Another remedy of the same kind with ammonia as to action is chlorine. This substance was first proposed as a remedy in 1822 by Riauz, a chemist of Ulm, who found that, when a pigeon, poisoned with hydrocyanic acid, was on the point of expiring, it immediately began to revive, on being made to breathe chlorine, and in fifteen minutes was able to fly away.[2] Buchner repeated Riauz's experiments and arrived at the same results. More lately M. Simeon, apothecary to the hospital of St. Louis at Paris, apparently without being acquainted with the observations of the German chemists, was likewise led to suppose, that this gas might prove a useful antidote;[3] and MM. Cottereau and Vallette have formed the same conclusion.[4] Orfila in his paper already quoted expresses his conviction, that this remedy is the most powerful antidote of all hitherto proposed. His experiments have convinced him, that animals, which have taken a dose of poison sufficient to kill them in fifteen or eighteen minutes, will be saved by inspiring water impregnated with a fourth part of its volume of chlorine, even although the application of the remedy be delayed till the poison has operated for four or five minutes. In some of his experiments he waited till the convulsive stage of the poisoning was passed, and the stage of flaccidity and insensibility had supervened; yet the animals were obviously out of danger ten minutes after the chlorine was first applied, and recovered entirely in three-quarters of an hour.[5]

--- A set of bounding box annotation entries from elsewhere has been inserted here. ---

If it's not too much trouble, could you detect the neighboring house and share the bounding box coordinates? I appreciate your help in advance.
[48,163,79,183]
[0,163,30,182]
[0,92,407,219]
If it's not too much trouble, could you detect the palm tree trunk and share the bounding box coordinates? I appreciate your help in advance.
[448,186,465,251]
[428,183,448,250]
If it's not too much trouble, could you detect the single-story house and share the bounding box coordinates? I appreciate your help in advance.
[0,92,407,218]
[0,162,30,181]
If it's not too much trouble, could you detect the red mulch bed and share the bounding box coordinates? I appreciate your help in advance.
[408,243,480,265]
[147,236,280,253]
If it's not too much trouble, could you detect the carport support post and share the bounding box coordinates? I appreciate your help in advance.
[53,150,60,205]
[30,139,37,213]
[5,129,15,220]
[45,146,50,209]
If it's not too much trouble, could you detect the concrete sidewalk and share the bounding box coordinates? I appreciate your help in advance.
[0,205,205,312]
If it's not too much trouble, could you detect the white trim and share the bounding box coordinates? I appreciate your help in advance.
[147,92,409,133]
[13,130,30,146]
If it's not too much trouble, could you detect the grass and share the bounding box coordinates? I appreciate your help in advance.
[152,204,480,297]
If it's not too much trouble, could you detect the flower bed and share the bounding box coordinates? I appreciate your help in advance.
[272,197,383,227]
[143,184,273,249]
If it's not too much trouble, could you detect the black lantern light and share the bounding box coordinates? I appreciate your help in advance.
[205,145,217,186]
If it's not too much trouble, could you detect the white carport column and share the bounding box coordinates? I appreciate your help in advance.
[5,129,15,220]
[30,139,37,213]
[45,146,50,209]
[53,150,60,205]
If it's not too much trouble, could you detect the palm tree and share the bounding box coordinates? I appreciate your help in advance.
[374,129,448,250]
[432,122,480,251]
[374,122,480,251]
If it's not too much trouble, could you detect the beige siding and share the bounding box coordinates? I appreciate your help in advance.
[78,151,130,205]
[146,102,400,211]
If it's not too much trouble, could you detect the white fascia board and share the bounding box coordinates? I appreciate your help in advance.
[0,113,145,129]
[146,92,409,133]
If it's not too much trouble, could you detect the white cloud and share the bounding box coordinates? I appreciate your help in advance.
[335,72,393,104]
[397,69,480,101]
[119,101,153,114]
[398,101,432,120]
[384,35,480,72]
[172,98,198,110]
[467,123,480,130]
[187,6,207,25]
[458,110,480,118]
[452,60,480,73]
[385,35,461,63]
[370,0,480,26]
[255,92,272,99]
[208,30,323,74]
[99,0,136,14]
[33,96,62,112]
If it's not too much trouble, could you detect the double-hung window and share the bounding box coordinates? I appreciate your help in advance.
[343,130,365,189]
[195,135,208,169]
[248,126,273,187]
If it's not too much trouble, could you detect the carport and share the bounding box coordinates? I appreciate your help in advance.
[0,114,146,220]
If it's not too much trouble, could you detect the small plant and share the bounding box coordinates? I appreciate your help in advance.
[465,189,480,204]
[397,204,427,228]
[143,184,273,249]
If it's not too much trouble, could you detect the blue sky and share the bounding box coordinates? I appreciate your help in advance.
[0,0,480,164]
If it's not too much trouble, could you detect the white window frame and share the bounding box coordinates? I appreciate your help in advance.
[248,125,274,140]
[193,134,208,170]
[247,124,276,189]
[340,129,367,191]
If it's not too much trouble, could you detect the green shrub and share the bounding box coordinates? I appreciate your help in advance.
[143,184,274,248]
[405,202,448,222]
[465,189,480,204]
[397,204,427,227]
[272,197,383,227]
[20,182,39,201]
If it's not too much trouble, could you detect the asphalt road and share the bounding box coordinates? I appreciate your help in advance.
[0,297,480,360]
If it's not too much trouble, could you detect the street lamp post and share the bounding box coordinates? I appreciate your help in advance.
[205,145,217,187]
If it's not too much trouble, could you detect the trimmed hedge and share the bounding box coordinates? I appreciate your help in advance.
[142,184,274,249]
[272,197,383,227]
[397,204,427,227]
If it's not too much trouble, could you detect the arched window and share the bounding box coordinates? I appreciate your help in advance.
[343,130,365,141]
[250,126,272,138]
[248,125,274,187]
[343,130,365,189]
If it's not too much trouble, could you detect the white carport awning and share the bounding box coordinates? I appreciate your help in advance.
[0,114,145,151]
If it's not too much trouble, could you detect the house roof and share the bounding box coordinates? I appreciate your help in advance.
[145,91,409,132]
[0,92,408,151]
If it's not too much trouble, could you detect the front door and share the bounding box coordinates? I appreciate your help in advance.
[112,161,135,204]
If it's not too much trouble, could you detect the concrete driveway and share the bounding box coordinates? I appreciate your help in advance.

The last remedy of this nature which deserves notice is the cold affusion. This was first recommended by Dr. Herbst of Göttingen, who, on account of the success he witnessed from it in animals, considers it the best remedy yet proposed. When the dose of the poison was insufficient to prove fatal in ordinary circumstances, two affusions he found commonly sufficient to dispel every unpleasant symptom. When the dose was larger, it was necessary to repeat the effusion more frequently. Its efficacy was always most certain when resorted to before the convulsive stage of the poisoning was over; yet even in the stage of insensibility and paralysis it was sometimes employed with success. In the latter instance the first sign of amendment was renewal of the spasms of the muscles. Many experiments are related by the author in support of these statements. But the most decisive is the following. Two poodles of the same size being selected, hydrocyanic acid was given to one of them in repeated small doses till it died. The whole quantity administered being

  1. Dr. Geoghegan, in Lancet. 1835-36, i. 174.
  2. Repertorium für die Pharmacie, xii. 141.
  3. Ibidem, xii. 144.
  4. London Med. and Surg. Journal, iii. 58.
  5. Annales d'Hyg. Publ. et de Méd. Leg. 525.